On the New DataPortal page, either click the
Choose File button, or drag your file over to the upload box, and in the background Composable creates your database. Once it's finished processing, click on the
Open DataPortal button and you'll be brought to the homepage of your DataPortal, which will look empty, since we haven't added any data.
Inserting Data with the DataPortal Sync Module
In the DataPortal, we can manually enter in entries one by one. In this case, we want to add a batch of data to our database, which can be done with the DataPortalSync module. The DataPortalSync module takes care of auditing changes to the database table and well as transforming category fields to an integer lookup.
To start, go back to the data ingestion DataFlow, and add the
ExternalTableOutput to the last module. This allows us to run the DataFlow and access the table from another DataFlow. We are separating out the two functions of extracting our data and loading it to the database, so other processes could also read in the data and run transformations without the DataPortalSync module running every time.

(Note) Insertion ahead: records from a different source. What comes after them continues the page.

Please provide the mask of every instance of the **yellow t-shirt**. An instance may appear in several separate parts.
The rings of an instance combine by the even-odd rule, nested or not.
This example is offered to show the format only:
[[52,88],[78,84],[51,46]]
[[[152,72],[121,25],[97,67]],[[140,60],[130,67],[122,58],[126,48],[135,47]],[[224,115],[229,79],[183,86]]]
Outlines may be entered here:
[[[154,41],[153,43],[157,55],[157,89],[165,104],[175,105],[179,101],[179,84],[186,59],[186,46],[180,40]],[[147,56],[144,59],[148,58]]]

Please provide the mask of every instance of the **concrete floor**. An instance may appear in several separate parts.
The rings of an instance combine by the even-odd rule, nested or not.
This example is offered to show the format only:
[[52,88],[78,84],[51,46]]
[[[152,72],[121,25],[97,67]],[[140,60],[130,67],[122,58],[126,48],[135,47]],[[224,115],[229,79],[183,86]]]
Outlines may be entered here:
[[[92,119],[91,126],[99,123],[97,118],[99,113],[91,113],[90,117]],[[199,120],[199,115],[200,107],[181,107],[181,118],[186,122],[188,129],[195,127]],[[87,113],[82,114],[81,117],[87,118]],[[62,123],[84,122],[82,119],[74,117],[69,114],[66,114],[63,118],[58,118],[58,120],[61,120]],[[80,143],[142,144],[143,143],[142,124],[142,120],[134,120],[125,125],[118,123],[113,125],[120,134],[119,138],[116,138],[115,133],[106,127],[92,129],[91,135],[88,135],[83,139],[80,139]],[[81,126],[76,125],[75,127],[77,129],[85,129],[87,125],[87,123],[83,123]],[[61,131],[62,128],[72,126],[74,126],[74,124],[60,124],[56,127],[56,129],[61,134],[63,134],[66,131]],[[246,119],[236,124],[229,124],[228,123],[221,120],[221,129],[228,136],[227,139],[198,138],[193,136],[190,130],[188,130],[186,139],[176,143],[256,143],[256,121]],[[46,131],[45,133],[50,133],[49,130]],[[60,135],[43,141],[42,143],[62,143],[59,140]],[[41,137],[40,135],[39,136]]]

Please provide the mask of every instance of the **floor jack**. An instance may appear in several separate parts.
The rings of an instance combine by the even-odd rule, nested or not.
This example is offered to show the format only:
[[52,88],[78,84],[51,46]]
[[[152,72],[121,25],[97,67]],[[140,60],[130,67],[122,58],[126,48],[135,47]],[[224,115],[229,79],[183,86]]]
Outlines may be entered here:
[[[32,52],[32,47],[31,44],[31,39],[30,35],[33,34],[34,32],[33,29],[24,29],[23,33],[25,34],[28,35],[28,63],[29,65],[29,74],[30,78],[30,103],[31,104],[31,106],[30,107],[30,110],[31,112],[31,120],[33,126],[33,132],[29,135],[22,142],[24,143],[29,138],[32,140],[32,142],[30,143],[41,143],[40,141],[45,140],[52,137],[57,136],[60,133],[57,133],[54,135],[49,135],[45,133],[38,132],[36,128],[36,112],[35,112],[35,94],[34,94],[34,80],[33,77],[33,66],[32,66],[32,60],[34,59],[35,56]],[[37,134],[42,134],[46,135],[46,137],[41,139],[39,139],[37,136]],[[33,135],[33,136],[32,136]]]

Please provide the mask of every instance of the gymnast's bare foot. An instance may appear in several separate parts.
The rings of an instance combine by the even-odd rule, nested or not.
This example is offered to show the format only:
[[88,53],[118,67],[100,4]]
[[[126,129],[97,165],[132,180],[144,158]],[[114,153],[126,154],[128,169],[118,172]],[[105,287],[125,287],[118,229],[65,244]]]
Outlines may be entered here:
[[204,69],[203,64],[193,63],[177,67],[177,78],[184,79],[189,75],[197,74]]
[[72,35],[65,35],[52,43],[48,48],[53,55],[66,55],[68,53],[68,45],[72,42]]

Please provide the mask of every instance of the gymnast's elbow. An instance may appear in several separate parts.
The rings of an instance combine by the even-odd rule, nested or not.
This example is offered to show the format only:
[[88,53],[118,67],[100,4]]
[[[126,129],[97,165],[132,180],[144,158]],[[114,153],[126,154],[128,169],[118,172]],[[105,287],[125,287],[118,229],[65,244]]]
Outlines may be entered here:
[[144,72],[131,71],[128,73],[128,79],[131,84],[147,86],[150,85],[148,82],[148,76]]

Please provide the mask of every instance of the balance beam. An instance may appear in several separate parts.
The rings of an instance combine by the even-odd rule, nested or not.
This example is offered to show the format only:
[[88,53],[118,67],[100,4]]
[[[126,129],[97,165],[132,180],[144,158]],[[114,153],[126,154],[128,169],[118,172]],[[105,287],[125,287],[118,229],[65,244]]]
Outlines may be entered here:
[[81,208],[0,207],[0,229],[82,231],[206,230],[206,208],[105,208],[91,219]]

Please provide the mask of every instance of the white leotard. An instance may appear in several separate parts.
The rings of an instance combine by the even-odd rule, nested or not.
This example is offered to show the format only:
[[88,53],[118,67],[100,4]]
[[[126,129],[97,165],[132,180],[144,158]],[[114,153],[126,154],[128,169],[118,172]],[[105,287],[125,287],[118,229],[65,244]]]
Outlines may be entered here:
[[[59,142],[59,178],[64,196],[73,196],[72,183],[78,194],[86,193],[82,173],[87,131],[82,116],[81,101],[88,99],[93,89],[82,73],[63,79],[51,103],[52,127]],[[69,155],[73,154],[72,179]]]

Next, create a new DataFlow, which will have two modules. The first is our previous module. In the module sidebar, go to
My DataFlows or
Search All DataFlows and enter in the DataFlow name (exactly). You can also search without any search keyword to bring up all applicable DataFlows. After adding the module to the designer, you can see it has one output node, which was added from the
External Table Output module. Running this module runs the DataFlow that it references. You can also click on the module name, which will open up the referenced dataflow in a new browser.
Add in a
DataPortal Sync module and connect the output of the previous module to the DataModule. In the
FormID selector, select the DataPortal that was created earlier.
TripData (the sheet name in the DataPortal excel file). And ParentInstanceId is 1. Click on the question mark for the module details, that explains more about how the DataPortal Sync module runs.
Run this DataFlow and you will see updates in the Trace Log at the bottom with how many rows have been inserted. (It'll take a while, it's a large dataset.) And then we're done.
With an excel file, and a 2 module DataFlow, we've created a database and inserted data, without any SQL code written.
If you have a key with credentials to write to your DataPortal, the
ODBC Insert module can work, but does not include all of the features that are included with a DataPortal so it is not recommended. The DataPortalSync module transforms category data into the lookup key, and also provides auditing on data changes. For instance, your container database table also includes the following columns
AclId, CreatedById, CreatedByUserName, CreatedDateTime.
DataPortals can be referenced in other Composable tools. A DataRepository can connect directly to a DataPortal id and show you a database diagram with tables connected by primary and foreign keys. With database credentials, create a Key for the connection, and then you can create QueryViews to query the data and share the results.